したがって、次の大きな水準訂正もFRBの利上げ、あるいは日銀の追加緩和を市場が織り込む時だと考えられるのです。私は依然として「利上げは6月17日」と考えていますが、同意見の人はほとんどいなくなった状態で、市場が事前に6月利上げを織り込んでいくとは考えにくいです。
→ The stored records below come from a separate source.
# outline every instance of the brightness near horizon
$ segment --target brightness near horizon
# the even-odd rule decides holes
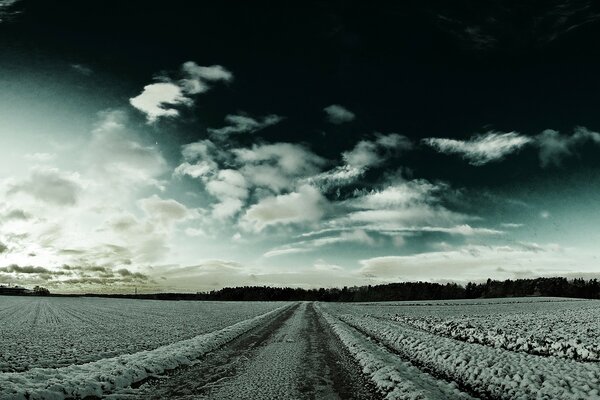
[[[597,277],[600,10],[501,4],[0,0],[0,284]]]

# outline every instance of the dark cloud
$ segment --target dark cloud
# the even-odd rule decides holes
[[[0,271],[14,272],[17,274],[52,274],[52,271],[43,267],[34,267],[31,265],[21,267],[16,264],[11,264],[7,267],[0,268]]]
[[[80,192],[81,187],[73,175],[54,168],[35,168],[28,179],[14,184],[8,191],[9,194],[25,193],[58,206],[74,205]]]

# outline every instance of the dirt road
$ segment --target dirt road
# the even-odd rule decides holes
[[[312,303],[135,393],[144,399],[377,399]]]

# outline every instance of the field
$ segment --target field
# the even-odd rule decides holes
[[[600,399],[600,302],[0,297],[0,398]]]

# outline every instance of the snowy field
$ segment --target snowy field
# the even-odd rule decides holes
[[[152,350],[282,304],[0,296],[0,372]]]
[[[558,298],[0,297],[0,398],[600,399],[599,318]]]
[[[461,395],[600,399],[600,301],[522,298],[321,307],[343,329],[377,341],[411,366],[460,388]],[[377,362],[365,362],[363,367],[389,393],[407,384],[402,374],[395,380],[386,375],[389,364],[382,369]],[[444,396],[424,391],[418,398]]]

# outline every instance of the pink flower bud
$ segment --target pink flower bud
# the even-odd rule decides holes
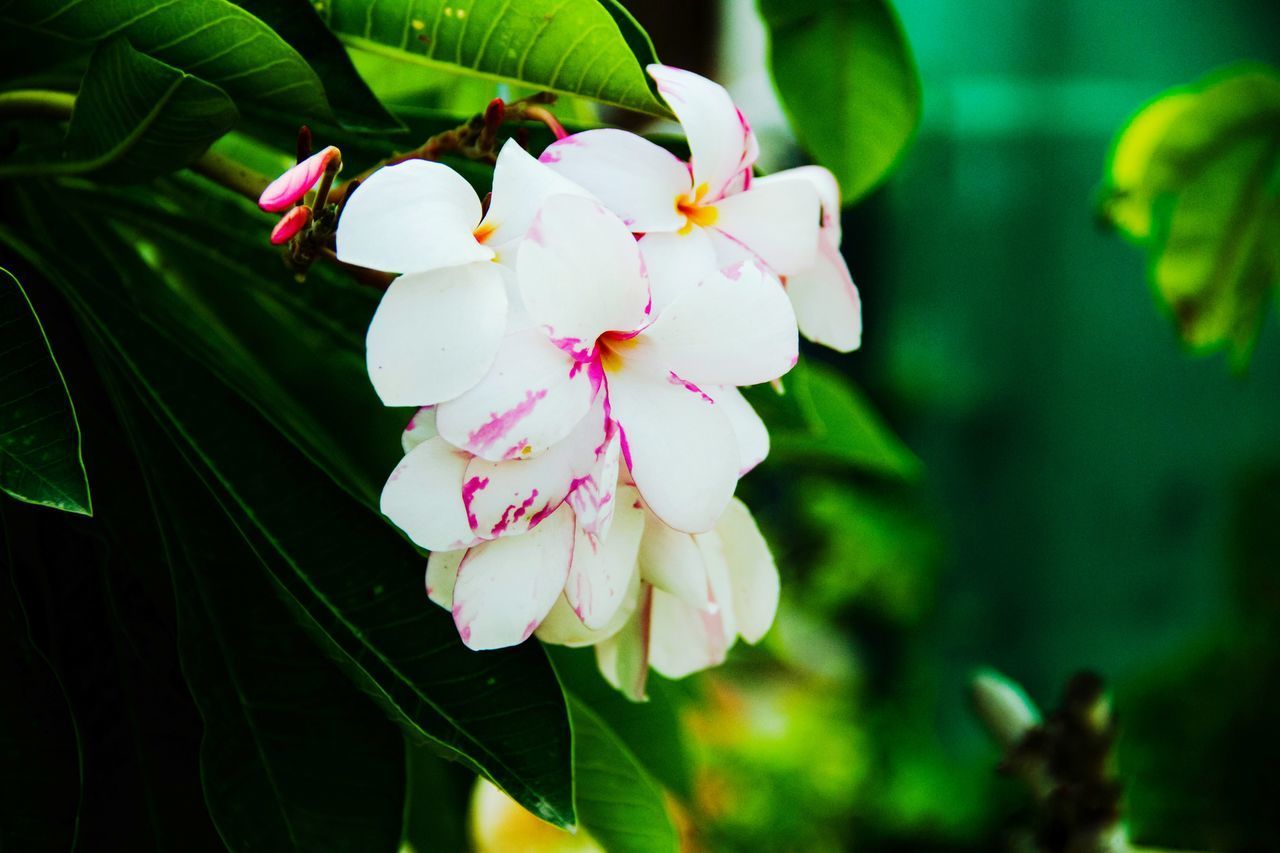
[[[258,207],[271,213],[279,213],[297,202],[316,185],[329,162],[340,156],[338,149],[332,145],[312,154],[272,181],[262,191],[262,195],[258,196]]]
[[[293,239],[293,236],[307,227],[307,223],[311,221],[311,208],[305,204],[295,207],[280,217],[280,221],[276,223],[276,227],[271,229],[271,244],[279,246],[281,243],[287,243]]]

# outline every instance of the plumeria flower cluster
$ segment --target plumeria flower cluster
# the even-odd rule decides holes
[[[514,140],[482,202],[435,162],[346,199],[338,259],[397,277],[369,328],[382,401],[414,406],[383,513],[431,552],[462,641],[596,649],[634,698],[650,667],[721,662],[773,621],[778,572],[741,476],[768,433],[738,390],[796,363],[798,332],[858,346],[825,170],[753,176],[719,85],[653,65],[682,161],[621,130]]]

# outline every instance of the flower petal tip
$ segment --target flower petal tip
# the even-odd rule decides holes
[[[341,153],[332,145],[312,154],[268,184],[258,196],[258,207],[269,213],[279,213],[295,204],[320,181],[330,161],[339,157]]]
[[[279,246],[287,243],[311,221],[311,208],[305,204],[295,207],[280,217],[280,221],[271,229],[271,245]]]

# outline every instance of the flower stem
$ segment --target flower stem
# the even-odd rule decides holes
[[[47,118],[67,121],[75,108],[71,92],[51,89],[15,89],[0,92],[0,118]]]

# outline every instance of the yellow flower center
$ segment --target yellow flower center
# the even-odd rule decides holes
[[[707,228],[716,224],[720,211],[713,204],[702,203],[706,194],[707,185],[698,184],[692,193],[676,199],[676,211],[684,217],[684,225],[680,226],[678,233],[688,234],[695,225]]]
[[[622,368],[622,359],[627,350],[639,343],[636,337],[623,337],[616,332],[605,332],[600,336],[600,366],[606,373],[617,373]]]

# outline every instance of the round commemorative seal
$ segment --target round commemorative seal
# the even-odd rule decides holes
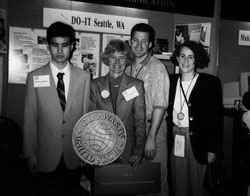
[[[118,116],[105,110],[95,110],[76,123],[72,142],[76,154],[91,165],[107,165],[123,152],[126,129]]]

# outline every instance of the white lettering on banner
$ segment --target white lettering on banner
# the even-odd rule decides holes
[[[135,24],[148,23],[148,19],[142,18],[43,8],[43,26],[49,27],[56,21],[68,23],[75,30],[125,35],[130,34]]]
[[[250,31],[239,31],[238,44],[242,46],[250,46]]]
[[[165,6],[165,7],[175,7],[175,2],[173,0],[120,0],[121,2],[129,2],[134,4],[145,4],[153,6]]]

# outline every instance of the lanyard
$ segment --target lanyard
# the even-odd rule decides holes
[[[181,77],[180,77],[180,87],[181,87],[181,91],[182,91],[182,94],[183,94],[183,96],[184,96],[185,102],[187,103],[187,106],[189,106],[188,100],[187,100],[187,94],[188,94],[189,88],[191,87],[191,84],[193,83],[193,80],[194,80],[195,76],[196,76],[196,73],[194,74],[194,76],[193,76],[193,78],[192,78],[192,80],[191,80],[191,82],[190,82],[190,84],[189,84],[189,86],[188,86],[188,89],[187,89],[187,92],[186,92],[186,93],[184,92],[183,86],[182,86],[182,84],[181,84]],[[181,93],[180,93],[180,94],[181,94]],[[181,95],[180,95],[180,98],[181,98]],[[182,102],[181,102],[181,104],[182,104],[182,105],[181,105],[181,111],[182,111],[182,108],[183,108],[185,102],[184,102],[183,104],[182,104]]]
[[[135,69],[135,78],[137,78],[138,76],[139,76],[139,74],[140,74],[140,72],[141,72],[141,70],[142,70],[142,68],[143,68],[144,66],[143,65],[141,65],[141,67],[140,67],[140,69],[138,70],[138,71],[136,71],[136,69]],[[133,75],[133,68],[131,67],[131,76]]]

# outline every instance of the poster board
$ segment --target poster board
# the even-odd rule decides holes
[[[76,50],[71,63],[99,76],[100,35],[76,33]],[[10,27],[9,83],[25,84],[27,74],[50,61],[46,30]]]
[[[174,48],[186,40],[200,42],[209,54],[211,23],[175,25]]]

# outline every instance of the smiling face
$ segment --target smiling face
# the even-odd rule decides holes
[[[108,64],[110,75],[113,78],[118,78],[125,70],[126,56],[123,52],[115,52],[109,57]]]
[[[130,44],[136,58],[146,57],[149,53],[149,48],[152,45],[149,41],[149,33],[140,31],[134,32]]]
[[[179,67],[182,73],[192,74],[195,71],[194,53],[188,47],[183,47],[180,55],[177,57]]]
[[[73,50],[73,44],[68,37],[54,37],[50,40],[48,49],[54,65],[62,69],[67,64],[71,51]]]

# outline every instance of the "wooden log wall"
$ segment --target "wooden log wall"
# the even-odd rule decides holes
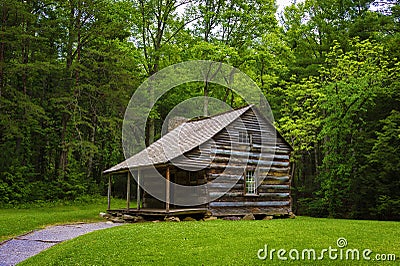
[[[257,119],[252,110],[242,115],[227,130],[214,137],[214,159],[208,171],[209,194],[219,197],[210,202],[213,215],[288,214],[290,197],[290,146],[272,125]],[[239,132],[251,135],[251,143],[239,142]],[[263,141],[261,141],[263,132]],[[263,145],[263,146],[262,146]],[[275,150],[275,153],[273,152]],[[245,193],[245,170],[255,170],[259,186],[256,195]],[[238,182],[227,192],[233,180]]]

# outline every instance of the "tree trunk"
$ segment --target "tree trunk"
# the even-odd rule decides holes
[[[24,24],[26,26],[24,27]],[[24,17],[22,19],[22,25],[23,28],[25,28],[25,34],[28,35],[28,30],[29,30],[29,23],[28,21],[25,21]],[[27,64],[28,64],[28,56],[29,56],[29,39],[28,38],[22,38],[22,65],[23,65],[23,70],[22,70],[22,76],[21,76],[21,81],[22,81],[22,91],[26,95],[26,88],[27,88]]]
[[[2,5],[2,14],[1,14],[1,38],[0,38],[0,97],[2,95],[3,91],[3,86],[4,86],[4,70],[3,70],[3,65],[5,62],[5,56],[4,52],[6,49],[6,44],[4,42],[4,32],[6,28],[6,22],[7,22],[7,8],[5,2],[3,2]]]
[[[81,7],[78,6],[78,15],[76,16],[76,31],[77,31],[77,47],[76,47],[76,61],[79,64],[81,61],[81,50],[82,50],[82,42],[81,42],[81,18],[82,11]],[[75,86],[79,85],[79,66],[75,69]]]
[[[75,7],[72,1],[69,1],[70,4],[70,13],[69,13],[69,25],[68,25],[68,43],[67,43],[67,70],[69,70],[72,66],[73,61],[73,45],[74,45],[74,28],[75,28]]]
[[[153,118],[149,118],[147,122],[147,141],[146,146],[149,146],[154,142],[154,130],[155,130],[155,120]]]
[[[67,114],[63,114],[61,118],[61,147],[60,147],[60,160],[59,160],[59,170],[61,174],[64,174],[67,170],[68,164],[68,146],[66,142],[67,135],[67,124],[68,124],[69,116]]]
[[[204,83],[204,105],[203,105],[203,116],[208,116],[208,82]]]
[[[314,163],[315,163],[315,176],[319,175],[319,169],[318,169],[318,165],[319,165],[319,161],[318,161],[318,141],[315,142],[315,148],[314,148]]]
[[[93,146],[96,146],[96,128],[97,128],[97,116],[96,114],[93,115],[92,118],[92,131],[90,134],[90,142],[93,144]],[[87,166],[87,178],[90,179],[92,177],[93,173],[93,152],[90,152],[89,154],[89,159],[88,159],[88,166]]]
[[[153,71],[154,71],[154,73],[156,73],[158,71],[158,65],[153,66]],[[150,87],[148,89],[148,91],[149,91],[149,97],[150,97],[149,108],[154,108],[155,105],[153,106],[153,104],[152,104],[154,102],[154,89]],[[147,121],[147,127],[146,127],[146,131],[147,131],[146,132],[147,133],[146,141],[145,141],[146,146],[149,146],[150,144],[152,144],[154,142],[155,128],[156,128],[155,124],[156,124],[155,119],[152,117],[149,117],[149,119]]]

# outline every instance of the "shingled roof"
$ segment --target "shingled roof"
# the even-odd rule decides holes
[[[250,108],[252,106],[183,123],[146,149],[105,170],[103,173],[109,174],[126,171],[129,168],[168,163],[211,139]]]

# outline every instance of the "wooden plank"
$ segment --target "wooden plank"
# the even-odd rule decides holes
[[[208,181],[211,183],[244,183],[243,174],[210,174]]]
[[[290,194],[288,192],[263,192],[258,194],[244,194],[243,191],[229,191],[228,193],[213,192],[218,197],[218,202],[282,202],[290,201]],[[280,206],[280,204],[278,204]],[[239,206],[239,205],[238,205]],[[237,206],[236,206],[237,207]]]
[[[189,214],[203,214],[207,212],[207,208],[182,208],[182,209],[170,209],[167,212],[165,209],[153,209],[153,208],[142,208],[137,209],[115,209],[108,210],[108,213],[113,214],[131,214],[131,215],[143,215],[143,216],[165,216],[165,215],[189,215]]]
[[[279,181],[279,182],[288,182],[290,180],[289,176],[266,176],[263,179],[263,183],[268,184],[268,181]]]
[[[140,168],[137,169],[136,204],[137,210],[140,210]]]
[[[259,186],[259,188],[260,189],[276,189],[276,190],[279,190],[279,189],[290,189],[290,185],[270,185],[270,184],[263,185],[263,184],[261,184]]]
[[[243,191],[242,192],[219,192],[219,191],[210,192],[210,197],[213,197],[213,198],[239,197],[239,196],[243,196]]]
[[[128,171],[126,180],[126,208],[129,210],[131,203],[131,171]]]
[[[250,165],[255,169],[255,166]],[[276,168],[276,167],[258,167],[258,176],[289,176],[289,167],[287,168]]]
[[[241,184],[232,184],[232,183],[217,183],[217,182],[212,182],[208,184],[208,188],[210,190],[212,189],[243,189],[243,185]]]
[[[241,208],[212,208],[210,209],[213,216],[235,216],[246,215],[248,213],[264,214],[264,215],[285,215],[291,209],[288,207],[241,207]]]
[[[289,206],[290,201],[259,201],[259,202],[234,202],[234,201],[214,201],[210,202],[210,207],[278,207]]]
[[[211,152],[215,153],[217,155],[225,155],[227,158],[230,158],[231,156],[235,157],[245,157],[245,158],[260,158],[260,159],[266,159],[266,160],[289,160],[289,154],[274,154],[273,151],[270,153],[260,153],[260,152],[254,152],[254,151],[236,151],[233,149],[234,147],[230,147],[230,149],[223,149],[221,147],[212,149]]]
[[[168,213],[169,212],[169,202],[170,202],[170,183],[169,183],[169,165],[167,165],[167,170],[166,170],[166,186],[165,186],[165,211]]]
[[[111,175],[108,176],[107,210],[111,209]]]
[[[264,145],[258,145],[258,144],[253,144],[251,147],[249,145],[243,145],[242,143],[238,143],[238,142],[230,142],[228,139],[227,140],[215,140],[215,142],[217,143],[216,147],[217,149],[226,149],[226,150],[250,150],[254,149],[254,150],[258,150],[258,151],[263,151],[264,154],[280,154],[280,155],[285,155],[285,154],[290,154],[291,149],[290,148],[286,148],[285,146],[282,147],[278,144],[272,143],[267,143],[264,142]]]
[[[289,197],[289,193],[259,193],[260,197],[271,197],[271,198],[287,198]]]
[[[288,176],[283,176],[283,177],[266,176],[263,178],[260,177],[259,182],[261,182],[260,187],[263,187],[265,189],[267,188],[289,189],[289,185],[285,184],[289,182]],[[243,178],[237,180],[234,179],[233,176],[232,177],[221,176],[219,179],[213,179],[213,181],[208,184],[208,187],[210,189],[227,189],[227,188],[241,189],[243,188]]]
[[[225,164],[246,164],[246,165],[258,165],[258,166],[275,166],[275,167],[289,167],[289,161],[265,161],[263,159],[250,159],[250,158],[237,158],[237,157],[220,157],[216,156],[214,163],[225,163]]]
[[[256,169],[256,165],[227,165],[224,163],[212,163],[211,164],[211,168],[215,168],[215,169],[230,169],[230,170],[241,170],[244,169],[244,167],[246,167],[246,169],[248,170],[255,170]],[[261,169],[262,170],[262,169]],[[277,168],[277,167],[267,167],[267,170],[269,170],[269,172],[279,172],[279,173],[289,173],[289,166],[288,167],[282,167],[282,168]]]

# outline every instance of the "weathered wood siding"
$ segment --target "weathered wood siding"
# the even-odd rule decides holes
[[[247,131],[252,136],[251,144],[239,142],[240,131]],[[209,204],[213,215],[273,215],[291,211],[291,148],[275,132],[272,125],[262,118],[257,119],[257,115],[249,110],[242,115],[241,121],[235,121],[213,138],[215,143],[211,149],[215,157],[207,176],[210,196],[219,197]],[[255,170],[257,165],[257,194],[246,195],[244,172]],[[232,180],[238,182],[226,193],[231,186],[228,182]]]

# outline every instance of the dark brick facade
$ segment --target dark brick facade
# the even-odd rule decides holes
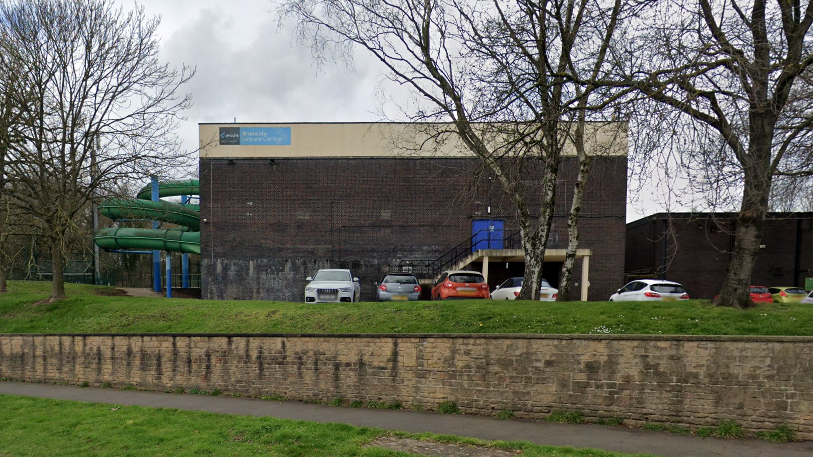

また日銀の追加緩和の時期に関しても、近近に実行を予測する意見はほとんど無く、今後市場がそれを織り込んでいくとは考えにくいです。

 

したがって、「120円台後半では一旦ドルロングを軽くして、119円台前半以下で買い直す」というトレーディングが有効だと思われます。もっとも、短期投資家の円ショート&ドルロングのポジションは完全に整理が終わった状態で、その観点からはいつ大きな水準訂正の動きが始まってもおかしくありません。今晩発表される4月FOMC議事録や、今週金曜日の日銀決定会合をきっかけに、121円を明確に上回ってきたら、そこは割り切って順張りでついていくしかありません。その場合、買い増したいポジションの3分の1程度を大台が変わるたびに買い上がる「大台変わり記念買い」がお勧めです。